Earlier today, Scott wrote about Harvey Weinstein’s employment contract. Reportedly, it provides that if Weinstein “treated someone improperly in violation of the company’s Code of Conduct,” he must reimburse the company for settlements or judgments. Additionally, “[Weinstein] will pay the company liquidated damages of $250,000 for the first such instance, $500,000 for the second such instance, $750,000 for the third such instance, and $1,000,000 for each additional instance.”
The contract stipulates that if Weinstein pays as required, it constitutes a “cure” for the misconduct and no further action can be taken. This language is intended to ensure that Weinstein can keep his job no matter how many times he is sued for actions that violate the Code of Conduct, as long as he writes the checks.
I used to practice employment law. No one I ever represented, or sued, combined the power and the sleaziness to get contractual provisions like the ones Scott described. Moreover, it’s been some time since I practiced law in this area. Thus, my initial thoughts about the contract should not be construed as expert analysis.

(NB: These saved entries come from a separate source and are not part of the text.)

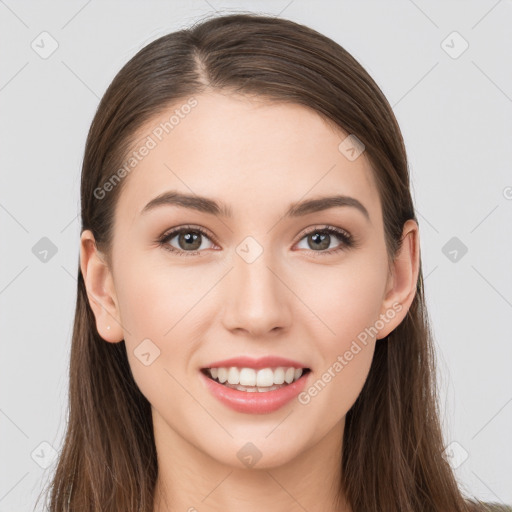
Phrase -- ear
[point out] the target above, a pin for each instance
(100, 289)
(401, 283)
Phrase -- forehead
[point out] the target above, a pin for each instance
(252, 154)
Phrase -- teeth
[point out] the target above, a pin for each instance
(263, 378)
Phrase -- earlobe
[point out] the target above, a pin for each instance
(100, 289)
(401, 288)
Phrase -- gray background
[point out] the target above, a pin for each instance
(455, 114)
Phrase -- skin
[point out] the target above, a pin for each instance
(258, 158)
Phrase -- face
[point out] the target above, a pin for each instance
(258, 282)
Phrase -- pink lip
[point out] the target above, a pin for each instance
(262, 362)
(255, 402)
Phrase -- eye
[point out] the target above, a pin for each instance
(320, 238)
(188, 238)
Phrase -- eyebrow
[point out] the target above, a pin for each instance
(210, 206)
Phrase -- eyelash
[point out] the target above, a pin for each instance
(347, 240)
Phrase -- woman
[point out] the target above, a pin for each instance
(285, 362)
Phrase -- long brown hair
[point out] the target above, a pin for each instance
(393, 451)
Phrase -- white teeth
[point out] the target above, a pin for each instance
(222, 374)
(255, 379)
(247, 377)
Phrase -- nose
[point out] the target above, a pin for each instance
(257, 300)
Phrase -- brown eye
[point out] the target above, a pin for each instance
(320, 239)
(188, 240)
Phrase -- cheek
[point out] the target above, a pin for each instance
(347, 299)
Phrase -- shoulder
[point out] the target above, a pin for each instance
(480, 506)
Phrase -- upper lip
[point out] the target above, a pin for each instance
(262, 362)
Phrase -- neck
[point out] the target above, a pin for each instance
(190, 480)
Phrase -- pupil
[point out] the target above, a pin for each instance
(323, 239)
(191, 238)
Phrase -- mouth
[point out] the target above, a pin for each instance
(255, 380)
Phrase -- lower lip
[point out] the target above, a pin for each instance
(255, 402)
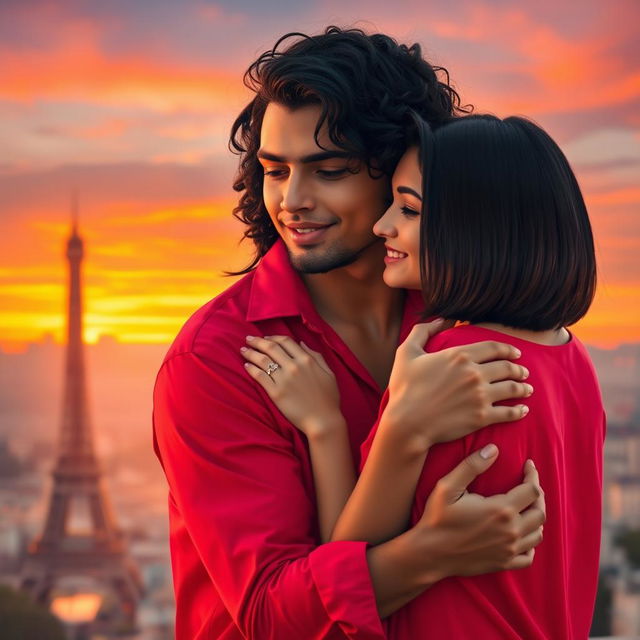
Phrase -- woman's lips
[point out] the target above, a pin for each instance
(393, 255)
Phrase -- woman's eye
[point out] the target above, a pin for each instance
(330, 174)
(409, 212)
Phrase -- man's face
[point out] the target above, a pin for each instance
(322, 203)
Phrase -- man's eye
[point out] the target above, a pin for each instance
(274, 173)
(409, 212)
(330, 174)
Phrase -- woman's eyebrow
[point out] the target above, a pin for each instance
(409, 190)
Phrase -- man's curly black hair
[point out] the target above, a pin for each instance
(365, 86)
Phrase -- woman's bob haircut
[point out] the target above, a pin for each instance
(504, 230)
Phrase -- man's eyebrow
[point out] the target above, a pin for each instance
(410, 191)
(313, 157)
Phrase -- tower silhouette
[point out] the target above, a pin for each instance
(80, 536)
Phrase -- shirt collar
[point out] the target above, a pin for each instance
(277, 291)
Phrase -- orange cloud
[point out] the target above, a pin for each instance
(75, 67)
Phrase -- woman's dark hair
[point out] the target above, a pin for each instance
(504, 231)
(364, 85)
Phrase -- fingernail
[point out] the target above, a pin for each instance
(488, 452)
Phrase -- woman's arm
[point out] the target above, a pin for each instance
(304, 389)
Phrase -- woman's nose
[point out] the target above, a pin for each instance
(384, 227)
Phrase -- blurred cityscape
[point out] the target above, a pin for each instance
(121, 379)
(110, 385)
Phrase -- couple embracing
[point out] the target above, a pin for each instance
(343, 461)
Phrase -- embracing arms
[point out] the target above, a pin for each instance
(433, 398)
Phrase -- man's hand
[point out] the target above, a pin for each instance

Nonetheless, Weinstein’s contract strikes me as legally problematic, to say the least. Weinstein is alleged to have committed serial acts of sexual harassment — some so egregious they may have amounted to assault or even rape. The contract does not protect Weinstein if he’s indicted or convicted of a crime, so for purposes of discussion, let’s focus on sexual harassment that falls short of criminal conduct.
The law bans it. Specifically, it is against the law to condition an employment decision on submission to sexual advances. It is also against the law to engage in sexual harassment that makes the work environment “hostile.” Weinstein violated the first of these prohibitions, at a minimum, if certain allegations against him are true.
If an employer learns that an employee is engaging in either form sexual harassment, it must take reasonable measures to stop the offending conduct. This is true even if the conduct has not yet risen to a level that makes the work environment “hostile,” in the legal sense of that word.
Reasonable measures to end harassment may begin with counseling and other soft remedial steps. In severe cases, the employer may be required to take more drastic action at the outset. If the harassment is serial, or if it involves even just one instance of extreme behavior, the only reasonable measure might be to terminate the offending employee or official.
Weinstein’s contract seems intended to take that option away from the employer. In effect, it fines him for sexual harassment that results in a settlement or judgment, but prohibits discharging him. A series of fines on a man of Weinstein’s wealth is not a reasonable measure to end harassment. It’s more like a license to indulge.
One might argue that the contract applies only to violations of the company Code of Conduct that don’t violate non-criminal laws. On this reading, the contract would not preclude the company from firing Weinstein to remedy his sexual harassment. But given the clear “carve-out” language for behavior that results in indictment or conviction of a crime, it might be difficult to argue that there is an implicit carve-out for non-criminal conduct that violates the law.
Can a company escape, via contract, its legal obligation to fire sexual harassers when that is the only reasonable response to his sexual harassment? I don’t think so. A company violates the law by not firing a sexual harasser under these circumstances regardless of what an employment contract says.
In this case, the contract provisions in question represent very strong evidence that the company did not take reasonable action to prevent sexual harassment. If anything, as noted above, the company’s approach enabled it. Thus, the company’s exposure might be greater by virtue of the contract.
Assuming that Harvey Weinstein’s sexual harassment has been such that the only reasonable response is to fire him, can Weinstein enforce a contract that bars the company from doing so? Again, I don’t think so.
My understanding is that, as a general matter, a party cannot enforce a contract that is contrary to an express provision of law or contrary to the public policy behind a law. Typically, there are exceptions — e.g., where the party seeking enforcement is less morally blameworthy than the party against whom the contract is being asserted or where the violation of law did not involve serious moral turpitude and non-enforcement would be disproportionately harsh in proportion to the extent of illegality.
I don’t see how Weinstein could take advantage of these exceptions on the facts that have come to light.
I emphasize that these thoughts are preliminary and aren’t based on any research performed in preparing the post (I performed almost none). I hope, however, that they provide a solid framework for further analysis and discussion.
NOTE: I have modified this post slightly since it first went up.